Por exemplo, nossa percepção da realidade predica nosso sucesso. O primeiro princípio de vida de Ray Dalio é “Abraçar a realidade e lidar com ela”. O mundo não é o que desejamos que seja ou era. O mundo simplesmente É. Se somos capazes de ver o mundo como ele é, nossa tomada de decisões melhora muito devido ao fato de sermos capazes de ver o que é realmente VERDADEIRO.

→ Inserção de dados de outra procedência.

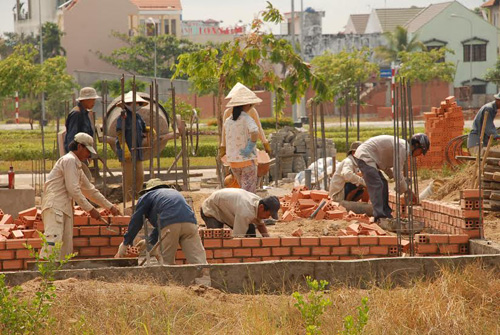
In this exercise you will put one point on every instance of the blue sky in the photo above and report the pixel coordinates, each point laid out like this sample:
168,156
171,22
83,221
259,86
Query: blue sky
231,11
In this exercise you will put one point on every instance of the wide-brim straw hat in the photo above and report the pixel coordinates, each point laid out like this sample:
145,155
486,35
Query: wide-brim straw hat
241,95
88,93
154,184
129,98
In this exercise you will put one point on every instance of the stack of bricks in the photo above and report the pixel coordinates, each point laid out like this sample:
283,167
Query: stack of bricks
446,218
441,125
302,203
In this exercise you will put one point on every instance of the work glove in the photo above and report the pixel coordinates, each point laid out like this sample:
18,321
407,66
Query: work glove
248,149
222,152
267,147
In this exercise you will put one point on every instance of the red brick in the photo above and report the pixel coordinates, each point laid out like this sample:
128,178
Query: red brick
34,242
250,242
458,239
309,241
15,244
252,259
329,241
387,240
379,250
280,251
223,253
231,243
301,251
427,248
340,250
108,251
89,231
88,252
242,252
368,240
438,238
17,264
271,242
212,243
323,251
80,221
348,240
23,254
115,241
290,241
7,254
99,241
360,250
449,249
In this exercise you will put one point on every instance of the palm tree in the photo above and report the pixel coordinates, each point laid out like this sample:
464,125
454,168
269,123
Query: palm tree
398,41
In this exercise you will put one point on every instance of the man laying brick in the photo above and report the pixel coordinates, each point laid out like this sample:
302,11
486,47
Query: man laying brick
346,182
490,129
172,219
378,153
240,210
65,183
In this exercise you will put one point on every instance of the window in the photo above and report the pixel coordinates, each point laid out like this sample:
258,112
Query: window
173,23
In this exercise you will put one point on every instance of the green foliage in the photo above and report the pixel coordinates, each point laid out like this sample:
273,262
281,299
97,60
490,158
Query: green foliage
424,66
313,305
342,71
398,40
20,315
114,86
355,327
138,56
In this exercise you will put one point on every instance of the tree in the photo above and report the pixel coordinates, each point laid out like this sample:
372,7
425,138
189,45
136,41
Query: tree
138,56
398,40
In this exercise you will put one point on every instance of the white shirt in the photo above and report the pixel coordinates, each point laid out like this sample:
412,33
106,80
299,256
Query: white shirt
235,207
237,133
346,172
67,182
378,152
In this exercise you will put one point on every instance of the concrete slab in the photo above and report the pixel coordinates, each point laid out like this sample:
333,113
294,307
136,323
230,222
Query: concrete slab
279,276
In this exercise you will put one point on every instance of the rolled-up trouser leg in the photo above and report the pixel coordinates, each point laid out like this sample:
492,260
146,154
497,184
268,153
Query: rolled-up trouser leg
375,185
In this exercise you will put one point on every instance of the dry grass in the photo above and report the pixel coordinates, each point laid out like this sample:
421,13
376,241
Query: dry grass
466,301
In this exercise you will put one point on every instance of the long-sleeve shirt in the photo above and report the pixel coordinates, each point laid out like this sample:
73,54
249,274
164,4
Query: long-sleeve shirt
346,172
67,182
78,121
235,207
379,152
490,129
163,204
254,115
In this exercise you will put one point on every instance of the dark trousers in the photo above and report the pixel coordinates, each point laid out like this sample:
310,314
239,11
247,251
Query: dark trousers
378,189
213,223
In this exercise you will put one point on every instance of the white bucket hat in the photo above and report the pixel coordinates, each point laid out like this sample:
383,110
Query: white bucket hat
88,93
242,95
86,140
129,98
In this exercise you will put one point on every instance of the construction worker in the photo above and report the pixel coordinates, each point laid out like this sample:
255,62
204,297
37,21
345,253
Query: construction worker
80,119
346,182
240,210
172,219
239,137
124,152
477,124
378,153
65,183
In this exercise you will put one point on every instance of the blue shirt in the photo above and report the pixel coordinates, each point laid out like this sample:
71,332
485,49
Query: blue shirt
78,121
490,129
165,204
141,129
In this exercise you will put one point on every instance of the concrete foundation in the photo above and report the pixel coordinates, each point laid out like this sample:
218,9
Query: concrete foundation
16,200
279,276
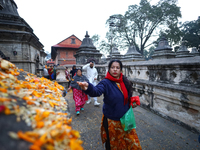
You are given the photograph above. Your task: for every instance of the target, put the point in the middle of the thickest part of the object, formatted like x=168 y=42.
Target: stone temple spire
x=163 y=51
x=183 y=51
x=195 y=52
x=115 y=53
x=8 y=7
x=132 y=54
x=87 y=43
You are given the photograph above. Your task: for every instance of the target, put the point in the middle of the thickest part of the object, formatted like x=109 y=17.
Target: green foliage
x=141 y=21
x=191 y=33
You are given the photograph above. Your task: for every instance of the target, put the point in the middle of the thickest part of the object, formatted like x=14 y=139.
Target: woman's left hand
x=134 y=105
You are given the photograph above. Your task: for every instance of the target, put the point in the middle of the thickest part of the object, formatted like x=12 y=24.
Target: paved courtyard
x=154 y=132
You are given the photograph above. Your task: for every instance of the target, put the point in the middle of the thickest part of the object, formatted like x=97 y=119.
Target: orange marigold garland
x=43 y=110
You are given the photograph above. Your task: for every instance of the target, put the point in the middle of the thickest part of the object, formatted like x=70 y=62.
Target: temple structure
x=87 y=51
x=18 y=43
x=63 y=52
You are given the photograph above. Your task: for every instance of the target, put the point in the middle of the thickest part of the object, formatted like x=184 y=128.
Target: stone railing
x=169 y=87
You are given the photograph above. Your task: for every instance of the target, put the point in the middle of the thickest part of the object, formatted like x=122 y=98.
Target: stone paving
x=154 y=132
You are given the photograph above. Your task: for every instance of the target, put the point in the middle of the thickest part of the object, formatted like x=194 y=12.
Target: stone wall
x=169 y=87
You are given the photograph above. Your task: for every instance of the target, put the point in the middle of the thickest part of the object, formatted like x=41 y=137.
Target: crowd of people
x=117 y=93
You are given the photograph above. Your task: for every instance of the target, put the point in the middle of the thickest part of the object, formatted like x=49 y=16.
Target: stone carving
x=183 y=51
x=87 y=51
x=163 y=50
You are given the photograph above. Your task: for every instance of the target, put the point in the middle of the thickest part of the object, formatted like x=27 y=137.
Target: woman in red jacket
x=117 y=93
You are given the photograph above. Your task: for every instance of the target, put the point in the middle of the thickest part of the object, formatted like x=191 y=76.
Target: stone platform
x=154 y=132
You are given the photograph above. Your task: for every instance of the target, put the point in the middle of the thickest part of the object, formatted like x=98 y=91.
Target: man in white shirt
x=91 y=74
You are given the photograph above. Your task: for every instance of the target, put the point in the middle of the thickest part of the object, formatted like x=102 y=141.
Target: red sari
x=50 y=71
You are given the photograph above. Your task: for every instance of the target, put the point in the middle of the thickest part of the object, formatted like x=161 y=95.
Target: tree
x=140 y=22
x=191 y=33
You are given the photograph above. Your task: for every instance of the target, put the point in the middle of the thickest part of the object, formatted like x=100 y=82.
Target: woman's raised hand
x=83 y=85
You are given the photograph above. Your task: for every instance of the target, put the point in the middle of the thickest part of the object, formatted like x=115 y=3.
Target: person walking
x=78 y=95
x=117 y=91
x=91 y=74
x=46 y=74
x=50 y=71
x=67 y=74
x=73 y=71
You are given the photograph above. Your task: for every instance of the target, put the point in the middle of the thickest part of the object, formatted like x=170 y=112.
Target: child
x=78 y=95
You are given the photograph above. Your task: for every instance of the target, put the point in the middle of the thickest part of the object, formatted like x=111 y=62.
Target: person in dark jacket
x=117 y=91
x=78 y=95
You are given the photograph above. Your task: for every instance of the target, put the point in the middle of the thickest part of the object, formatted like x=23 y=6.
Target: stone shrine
x=18 y=43
x=87 y=51
x=163 y=50
x=115 y=54
x=183 y=51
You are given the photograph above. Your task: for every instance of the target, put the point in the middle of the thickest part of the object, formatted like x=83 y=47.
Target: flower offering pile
x=39 y=104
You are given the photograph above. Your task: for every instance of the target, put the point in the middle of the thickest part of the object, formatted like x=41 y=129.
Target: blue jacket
x=113 y=107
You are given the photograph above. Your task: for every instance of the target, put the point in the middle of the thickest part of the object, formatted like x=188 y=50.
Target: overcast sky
x=55 y=20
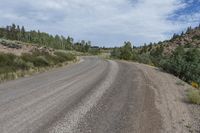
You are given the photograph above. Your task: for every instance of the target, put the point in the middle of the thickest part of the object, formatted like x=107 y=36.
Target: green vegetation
x=12 y=66
x=194 y=96
x=18 y=33
x=183 y=64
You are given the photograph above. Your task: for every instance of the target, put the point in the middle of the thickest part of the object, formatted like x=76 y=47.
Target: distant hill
x=189 y=39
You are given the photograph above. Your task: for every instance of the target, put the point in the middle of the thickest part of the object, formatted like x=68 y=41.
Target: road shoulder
x=170 y=99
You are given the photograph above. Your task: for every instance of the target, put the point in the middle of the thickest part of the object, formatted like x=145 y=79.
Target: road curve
x=94 y=96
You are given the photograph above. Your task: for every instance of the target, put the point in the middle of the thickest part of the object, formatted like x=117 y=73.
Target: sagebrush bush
x=65 y=55
x=12 y=66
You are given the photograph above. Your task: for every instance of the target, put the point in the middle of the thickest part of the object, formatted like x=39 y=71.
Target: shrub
x=67 y=56
x=194 y=96
x=40 y=61
x=195 y=85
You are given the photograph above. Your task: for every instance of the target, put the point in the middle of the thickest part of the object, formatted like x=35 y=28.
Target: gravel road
x=94 y=96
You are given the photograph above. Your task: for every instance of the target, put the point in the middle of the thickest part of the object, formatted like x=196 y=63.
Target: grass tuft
x=194 y=96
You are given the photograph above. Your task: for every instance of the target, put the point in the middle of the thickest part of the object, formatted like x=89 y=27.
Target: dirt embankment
x=17 y=48
x=170 y=98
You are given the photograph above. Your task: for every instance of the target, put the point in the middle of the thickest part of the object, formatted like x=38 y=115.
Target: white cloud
x=102 y=21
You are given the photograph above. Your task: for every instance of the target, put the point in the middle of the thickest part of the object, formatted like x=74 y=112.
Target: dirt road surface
x=94 y=96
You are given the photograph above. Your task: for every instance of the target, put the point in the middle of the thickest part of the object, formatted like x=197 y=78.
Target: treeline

Um novo ramo da matemática que foi desenvolvido nos últimos duzentos anos para lidar com os aspectos mais complexos da realidade: a estatística. O pensamento estatístico nos permite explorar conceitos como probabilidade, média (valor médio ou típico), viés, nível de confiança, entre muitos outros. O pensamento estatístico é como colocar óculos de sol de US $ 2.000. Se você usava óculos de sol baratos em farmácias, notaria a diferença. E, claro, sua visão será melhor.

Para mim, ver o mundo com lentes de pensamento estatístico é como ter uma superpotência. Permitiu-me encontrar a verdade e uma descrição precisa do mundo. Por exemplo, uma das minhas paixões é investir. Tenho investido e negociado no mercado de ações. A adição desse tipo de habilidade me proporcionou alavancagem e vantagem comparativa para não ser enganado por aleatoriedade ou emoções, mas por dados ou informações aproximadamente precisas.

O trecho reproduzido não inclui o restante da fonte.